How mortifying. Her cheeks went hot, and she was grateful she was wearing a bonnet to cover the evidence of her humiliation. All this silliness, over a trifling kiss or two. She was no inexperienced virgin. She had kissed before. Had been more than familiar with the marriage bed. What had happened between the two of them last night had been scarcely anything at all.

“Of course,” she murmured, doing her utmost to keep her embarrassment from showing. “I will leave you to your task.”

When she moved to skirt around him, however, he stepped before her, blocking her escape. “You needn’t go on my account. I’ll be gone soon enough, leaving you to your drawing.”

He had seen her sketching, then. She hoped he hadn’t looked closely at the page. That he hadn’t realized she had been drawing him. That she had been thinking of him or chasing thoughts of him from her mind almost every waking second since their encounter. And every sleeping one, too.

She tilted up her chin, pinning him with the cold look she gave to anyone who dared to overstep. “Were you spying on me?”

His lips—so full and perfectly formed, sinfully so—twitched, as if he suppressed a smile. “Why should I wish to do that, Marchioness?”

She wished he would call her something else. No one referred to her asMarchioness. It felt wrong, particularly after the intimacies they had shared. But she could hardly ask him to be familiar, to use her Christian name.

She stifled the impulse.

“I cannot say, sir.” She tilted her head, considering him. “Perhaps you ought to tell me. It seems rather as if you have been following me since your arrival. I can only suppose why.”

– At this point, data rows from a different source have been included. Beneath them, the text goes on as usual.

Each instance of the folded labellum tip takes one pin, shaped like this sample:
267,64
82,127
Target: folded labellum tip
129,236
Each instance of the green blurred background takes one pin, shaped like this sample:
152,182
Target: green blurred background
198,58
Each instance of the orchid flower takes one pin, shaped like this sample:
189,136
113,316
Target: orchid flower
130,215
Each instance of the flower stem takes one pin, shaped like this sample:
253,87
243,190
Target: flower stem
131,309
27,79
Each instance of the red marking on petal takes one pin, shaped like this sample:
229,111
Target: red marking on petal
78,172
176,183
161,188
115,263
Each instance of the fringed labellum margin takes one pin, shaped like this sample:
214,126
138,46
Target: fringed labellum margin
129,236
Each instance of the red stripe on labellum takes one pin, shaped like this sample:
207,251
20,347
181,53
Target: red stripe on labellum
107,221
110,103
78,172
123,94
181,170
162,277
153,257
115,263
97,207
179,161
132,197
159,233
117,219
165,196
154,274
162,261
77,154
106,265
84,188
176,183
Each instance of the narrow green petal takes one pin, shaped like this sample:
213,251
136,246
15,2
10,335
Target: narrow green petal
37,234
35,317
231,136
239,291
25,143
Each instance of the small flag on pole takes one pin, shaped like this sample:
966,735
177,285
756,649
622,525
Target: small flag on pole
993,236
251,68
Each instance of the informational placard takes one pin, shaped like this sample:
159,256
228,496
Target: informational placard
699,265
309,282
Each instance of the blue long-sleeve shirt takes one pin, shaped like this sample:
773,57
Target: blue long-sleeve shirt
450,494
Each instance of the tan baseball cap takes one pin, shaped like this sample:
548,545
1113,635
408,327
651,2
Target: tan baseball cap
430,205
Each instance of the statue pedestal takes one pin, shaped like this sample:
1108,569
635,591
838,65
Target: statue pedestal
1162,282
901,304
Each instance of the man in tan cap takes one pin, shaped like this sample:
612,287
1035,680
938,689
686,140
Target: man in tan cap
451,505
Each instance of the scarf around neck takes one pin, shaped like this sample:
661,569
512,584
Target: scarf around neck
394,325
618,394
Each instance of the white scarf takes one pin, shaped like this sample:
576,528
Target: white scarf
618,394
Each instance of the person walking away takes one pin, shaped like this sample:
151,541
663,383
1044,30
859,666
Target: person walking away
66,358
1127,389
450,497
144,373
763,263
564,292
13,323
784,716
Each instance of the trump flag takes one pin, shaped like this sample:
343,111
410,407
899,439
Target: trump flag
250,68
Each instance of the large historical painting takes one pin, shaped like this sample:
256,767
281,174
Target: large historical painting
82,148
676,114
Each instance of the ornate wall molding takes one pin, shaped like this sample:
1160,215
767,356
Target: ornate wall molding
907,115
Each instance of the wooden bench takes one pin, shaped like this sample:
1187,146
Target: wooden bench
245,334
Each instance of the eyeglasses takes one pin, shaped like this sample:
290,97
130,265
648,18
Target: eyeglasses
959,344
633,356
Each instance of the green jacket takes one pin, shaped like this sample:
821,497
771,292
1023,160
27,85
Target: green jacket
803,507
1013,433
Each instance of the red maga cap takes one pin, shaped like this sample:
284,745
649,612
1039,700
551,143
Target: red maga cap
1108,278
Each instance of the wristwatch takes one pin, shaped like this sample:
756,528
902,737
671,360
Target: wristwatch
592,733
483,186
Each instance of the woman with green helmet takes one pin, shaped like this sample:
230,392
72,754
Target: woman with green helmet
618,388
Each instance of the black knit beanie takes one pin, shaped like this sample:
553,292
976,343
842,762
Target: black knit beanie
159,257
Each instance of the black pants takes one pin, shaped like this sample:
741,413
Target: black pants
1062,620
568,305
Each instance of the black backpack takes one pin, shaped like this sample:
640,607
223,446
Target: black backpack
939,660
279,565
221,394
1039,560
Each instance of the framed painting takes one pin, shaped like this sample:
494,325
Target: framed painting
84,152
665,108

Another quirk of his mouth. Just the corners. She wondered if he evertrulysmiled. There was something harsh about his face, as if mirth would break him. He was like a forbidding statue, hewn from cold, impenetrable marble. Only, she knew how very hot he was to the touch.

“Following you, my lady?”

It was a ridiculous accusation, and she had known it when her pride had forced it from her tongue. How much easier it would be to pretend their every interaction had been spurred by him. To feign icy disinterest. To act as if she were entirely unaffected by his presence when secretly, her heart was pounding hard and fast, and desire had begun slithering through her, as insidious as any serpent.

“Yes,” she responded crisply. “How else do you explain your continued presence when it is least wanted?”

What a liar she was. Already, she could feel awareness settling over her like a mantle. Gliding down her spine like warm honey. Her mouth tingled with remembrance of his possessive, masterful kisses, and every part of her longed for his touch.

“As I recall it, last night, you were the one following me,” he pointed out, cocking his head so that the faint strains of sun filtering through the gray skies overhead caught in his hair, bringing out strands of gold that were mixed with the rich brown. “And brandishing a fire iron with the intent to maim me.”

Why wasn’t he wearing a hat as an ordinary gentleman would do? She had no wish to take note of such intricacies of detail. She had no use for them.